MengElizabeth “Sonny” Meng, 90, on May 3, 2022, after a short stay at the Pines Nursing Home in Poughkeepsie, N.Y. Sonny was born on June 8, 1931, to Albert W. and Dorothy M. (née Walsh) Metz in Brooklyn, N.Y. She had two siblings, Dorothy and Bill. Sonny grew up in the tight-knit Gerritsen Beach community and spoke often of her happy childhood there.

Sonny met Heinz Meng while attending the State University of New York at New Paltz. They married on June 20, 1953, and spent most of their 63 years together living in a house that Heinz built in New Paltz.

Sonny taught at, and served in the administration of, the Campus School, the lab school of the education department at SUNY New Paltz, where she also taught in the biology and education departments. She earned her doctorate and, until her retirement in 2001, was a professor at Teachers College, Columbia University in New York City. It was a not-uncommon occurrence for Sonny to be stopped by students from many years ago who wanted to tell her how much she had meant to them.

Sonny joined the newly formed New Paltz Meeting. It was a meeting without a meetinghouse yet, but a meeting that was full of young minds to be taught Quaker values. She taught First-day school for many years, including during the height of the Vietnam War.

After her retirement she devoted considerable time to painting, attending the Woodstock School of Art, as well as enjoying time with friends. Those who knew Sonny best recall the former Girl Scout leader who handled burning logs until she was beyond the age of 80, the grandmother who took time to find appropriate candy canes to give to grandchildren who kept kosher, the prolific painter, the host who made “legendary Manhattans” for guests, and the matriarch who stood firm in her desire to remain in the house that Heinz built.

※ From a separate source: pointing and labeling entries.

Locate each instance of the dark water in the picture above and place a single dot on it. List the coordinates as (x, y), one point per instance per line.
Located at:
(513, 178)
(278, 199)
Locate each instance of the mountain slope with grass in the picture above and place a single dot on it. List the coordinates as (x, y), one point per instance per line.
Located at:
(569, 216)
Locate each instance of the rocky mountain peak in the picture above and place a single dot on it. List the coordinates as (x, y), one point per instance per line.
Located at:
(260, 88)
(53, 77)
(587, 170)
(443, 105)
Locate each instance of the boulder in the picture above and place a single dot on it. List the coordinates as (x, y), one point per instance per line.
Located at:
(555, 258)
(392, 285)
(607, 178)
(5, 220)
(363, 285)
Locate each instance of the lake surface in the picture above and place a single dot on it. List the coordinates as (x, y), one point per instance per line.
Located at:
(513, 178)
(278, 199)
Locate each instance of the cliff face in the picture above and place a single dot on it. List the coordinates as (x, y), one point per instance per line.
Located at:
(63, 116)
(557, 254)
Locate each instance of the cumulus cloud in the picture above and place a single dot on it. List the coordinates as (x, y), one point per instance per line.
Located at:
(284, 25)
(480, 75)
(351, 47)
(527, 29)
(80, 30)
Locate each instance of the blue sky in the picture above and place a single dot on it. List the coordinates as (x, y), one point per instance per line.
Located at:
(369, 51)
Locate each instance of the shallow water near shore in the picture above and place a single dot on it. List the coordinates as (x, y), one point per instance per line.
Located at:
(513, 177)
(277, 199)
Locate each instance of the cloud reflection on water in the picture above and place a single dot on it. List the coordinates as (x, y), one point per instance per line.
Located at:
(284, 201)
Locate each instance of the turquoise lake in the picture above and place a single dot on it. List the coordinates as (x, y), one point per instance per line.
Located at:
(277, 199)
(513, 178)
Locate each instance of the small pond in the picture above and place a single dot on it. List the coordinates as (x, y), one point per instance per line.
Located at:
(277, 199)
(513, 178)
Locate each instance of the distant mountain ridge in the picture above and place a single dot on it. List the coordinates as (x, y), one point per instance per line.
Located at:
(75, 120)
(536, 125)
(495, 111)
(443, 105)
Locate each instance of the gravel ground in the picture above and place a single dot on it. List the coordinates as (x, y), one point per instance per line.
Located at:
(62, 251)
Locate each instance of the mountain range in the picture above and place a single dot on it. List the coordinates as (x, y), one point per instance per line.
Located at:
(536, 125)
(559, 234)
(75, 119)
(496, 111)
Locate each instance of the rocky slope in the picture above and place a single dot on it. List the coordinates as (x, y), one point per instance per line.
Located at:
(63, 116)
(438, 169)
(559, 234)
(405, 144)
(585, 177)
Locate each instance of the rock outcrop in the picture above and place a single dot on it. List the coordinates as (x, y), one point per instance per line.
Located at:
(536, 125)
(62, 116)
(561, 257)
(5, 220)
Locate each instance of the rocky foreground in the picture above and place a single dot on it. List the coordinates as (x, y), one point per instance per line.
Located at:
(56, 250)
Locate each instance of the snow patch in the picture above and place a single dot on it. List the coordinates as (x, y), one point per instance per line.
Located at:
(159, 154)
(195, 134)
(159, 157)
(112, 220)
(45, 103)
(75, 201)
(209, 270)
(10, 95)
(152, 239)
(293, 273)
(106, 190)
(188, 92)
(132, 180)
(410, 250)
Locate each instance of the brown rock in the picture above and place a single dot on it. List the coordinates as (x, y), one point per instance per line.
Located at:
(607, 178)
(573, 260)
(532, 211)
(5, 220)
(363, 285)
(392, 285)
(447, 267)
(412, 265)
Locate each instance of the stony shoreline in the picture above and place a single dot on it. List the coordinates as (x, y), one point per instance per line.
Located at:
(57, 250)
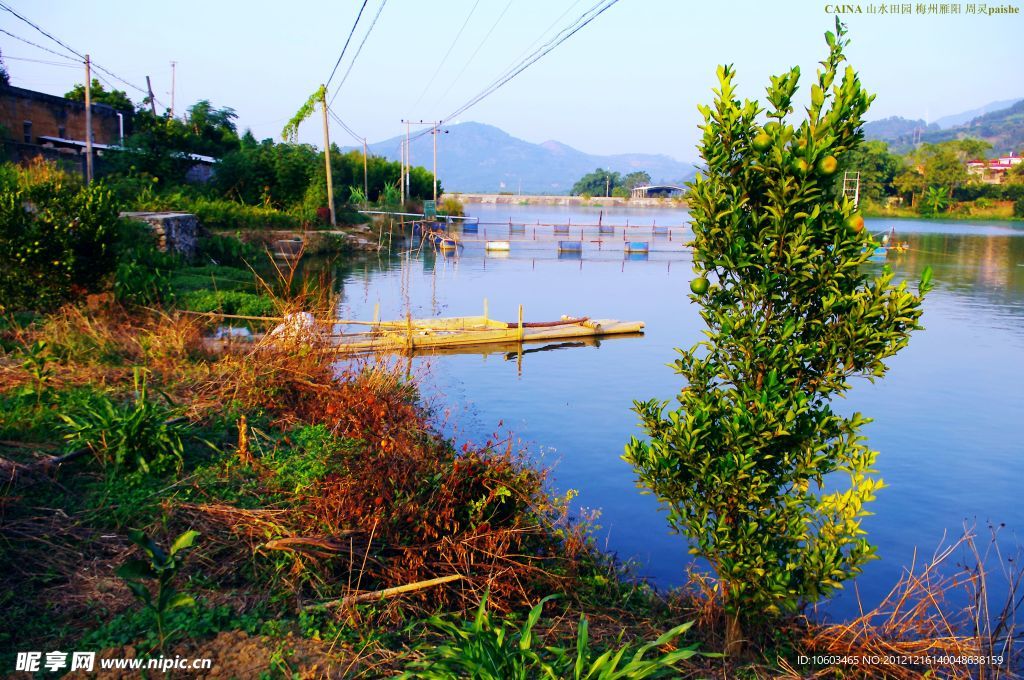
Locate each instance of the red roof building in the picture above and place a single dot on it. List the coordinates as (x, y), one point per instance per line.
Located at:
(993, 172)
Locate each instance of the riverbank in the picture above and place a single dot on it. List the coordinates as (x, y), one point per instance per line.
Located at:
(577, 201)
(999, 210)
(333, 519)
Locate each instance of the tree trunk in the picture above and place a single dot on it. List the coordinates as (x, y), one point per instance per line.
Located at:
(733, 635)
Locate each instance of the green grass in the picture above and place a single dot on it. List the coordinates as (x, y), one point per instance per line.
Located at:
(228, 302)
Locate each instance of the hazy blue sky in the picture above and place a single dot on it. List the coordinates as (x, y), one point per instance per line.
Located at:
(628, 82)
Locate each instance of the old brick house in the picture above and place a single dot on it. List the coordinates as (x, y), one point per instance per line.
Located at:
(39, 124)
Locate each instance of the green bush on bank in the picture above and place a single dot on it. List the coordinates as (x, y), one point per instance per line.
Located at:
(227, 302)
(56, 237)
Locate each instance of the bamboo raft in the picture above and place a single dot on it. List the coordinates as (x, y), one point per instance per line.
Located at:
(461, 331)
(451, 335)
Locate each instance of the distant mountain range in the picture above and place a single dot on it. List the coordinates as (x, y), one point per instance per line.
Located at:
(478, 158)
(999, 123)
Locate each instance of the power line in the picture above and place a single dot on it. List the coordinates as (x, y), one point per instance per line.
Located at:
(62, 65)
(554, 41)
(563, 35)
(477, 50)
(356, 55)
(7, 8)
(347, 40)
(574, 28)
(522, 54)
(345, 127)
(444, 58)
(45, 49)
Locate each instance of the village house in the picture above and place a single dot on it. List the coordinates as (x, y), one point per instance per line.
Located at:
(34, 124)
(992, 172)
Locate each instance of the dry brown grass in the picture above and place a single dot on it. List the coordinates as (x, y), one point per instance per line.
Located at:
(915, 620)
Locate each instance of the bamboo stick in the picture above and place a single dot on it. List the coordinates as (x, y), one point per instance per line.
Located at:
(387, 592)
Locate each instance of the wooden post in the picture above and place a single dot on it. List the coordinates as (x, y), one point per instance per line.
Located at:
(88, 121)
(409, 166)
(366, 181)
(153, 100)
(327, 157)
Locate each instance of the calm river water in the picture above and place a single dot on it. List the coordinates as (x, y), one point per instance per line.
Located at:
(948, 418)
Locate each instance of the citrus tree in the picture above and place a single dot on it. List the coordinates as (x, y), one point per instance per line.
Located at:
(742, 459)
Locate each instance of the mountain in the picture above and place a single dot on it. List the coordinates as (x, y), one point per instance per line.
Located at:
(1003, 128)
(478, 158)
(960, 119)
(896, 130)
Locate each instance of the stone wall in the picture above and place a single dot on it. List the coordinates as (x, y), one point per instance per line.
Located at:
(176, 232)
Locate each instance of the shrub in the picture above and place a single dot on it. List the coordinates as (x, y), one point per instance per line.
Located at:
(160, 566)
(228, 302)
(791, 320)
(495, 650)
(451, 205)
(143, 272)
(230, 251)
(55, 238)
(137, 435)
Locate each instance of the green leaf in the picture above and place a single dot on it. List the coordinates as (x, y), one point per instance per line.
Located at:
(184, 541)
(180, 600)
(135, 568)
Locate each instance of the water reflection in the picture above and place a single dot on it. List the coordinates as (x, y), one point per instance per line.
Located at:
(947, 417)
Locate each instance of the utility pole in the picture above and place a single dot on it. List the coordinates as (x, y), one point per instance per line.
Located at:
(153, 99)
(409, 157)
(366, 182)
(327, 157)
(88, 121)
(173, 64)
(436, 131)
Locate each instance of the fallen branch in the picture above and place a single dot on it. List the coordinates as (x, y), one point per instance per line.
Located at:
(387, 592)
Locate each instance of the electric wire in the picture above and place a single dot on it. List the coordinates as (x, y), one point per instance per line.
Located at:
(356, 55)
(476, 51)
(345, 126)
(7, 8)
(529, 47)
(45, 49)
(451, 47)
(578, 26)
(345, 46)
(563, 35)
(62, 65)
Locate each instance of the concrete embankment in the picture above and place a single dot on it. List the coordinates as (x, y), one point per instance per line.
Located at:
(576, 201)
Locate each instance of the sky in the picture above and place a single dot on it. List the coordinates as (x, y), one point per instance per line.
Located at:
(628, 82)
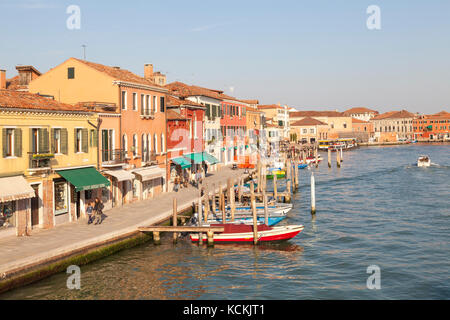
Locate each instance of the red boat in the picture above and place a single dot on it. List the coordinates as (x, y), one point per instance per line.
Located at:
(244, 233)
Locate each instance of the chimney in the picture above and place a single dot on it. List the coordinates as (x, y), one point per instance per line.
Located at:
(2, 79)
(148, 71)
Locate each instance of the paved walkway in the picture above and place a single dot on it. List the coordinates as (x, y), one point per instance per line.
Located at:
(19, 252)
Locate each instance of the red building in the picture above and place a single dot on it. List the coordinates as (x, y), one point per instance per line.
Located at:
(185, 139)
(432, 127)
(233, 124)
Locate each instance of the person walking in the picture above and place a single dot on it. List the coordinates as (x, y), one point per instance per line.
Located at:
(98, 209)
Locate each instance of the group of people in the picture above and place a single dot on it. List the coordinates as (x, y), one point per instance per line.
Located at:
(95, 211)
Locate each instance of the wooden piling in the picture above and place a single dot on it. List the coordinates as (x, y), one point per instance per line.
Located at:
(329, 157)
(255, 218)
(313, 194)
(175, 219)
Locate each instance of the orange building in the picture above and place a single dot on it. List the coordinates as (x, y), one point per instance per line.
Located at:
(132, 122)
(432, 127)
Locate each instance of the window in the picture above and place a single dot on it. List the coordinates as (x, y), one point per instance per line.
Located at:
(135, 145)
(70, 73)
(9, 142)
(124, 100)
(134, 101)
(56, 141)
(155, 102)
(78, 140)
(162, 104)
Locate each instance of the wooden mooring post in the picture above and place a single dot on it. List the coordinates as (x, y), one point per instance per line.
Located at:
(175, 219)
(313, 194)
(255, 218)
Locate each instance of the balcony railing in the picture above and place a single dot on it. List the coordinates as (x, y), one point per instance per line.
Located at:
(112, 156)
(40, 160)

Sonny was possessed of an irreverent sense of humor that was at times self-deprecating. She delighted in telling about falling asleep—and right out of a chair—during a committee meeting. Sonny was adamant about having known the Roosevelts, claiming that Franklin was a “terrible driver”; and also spoke about working on the sloop Clearwater for two summers, which included singing with Pete Seeger.

Sonny is survived by two children, Robin E. Schwartz and Peter-Paul Meng; two grandchildren; and four great-grandchildren.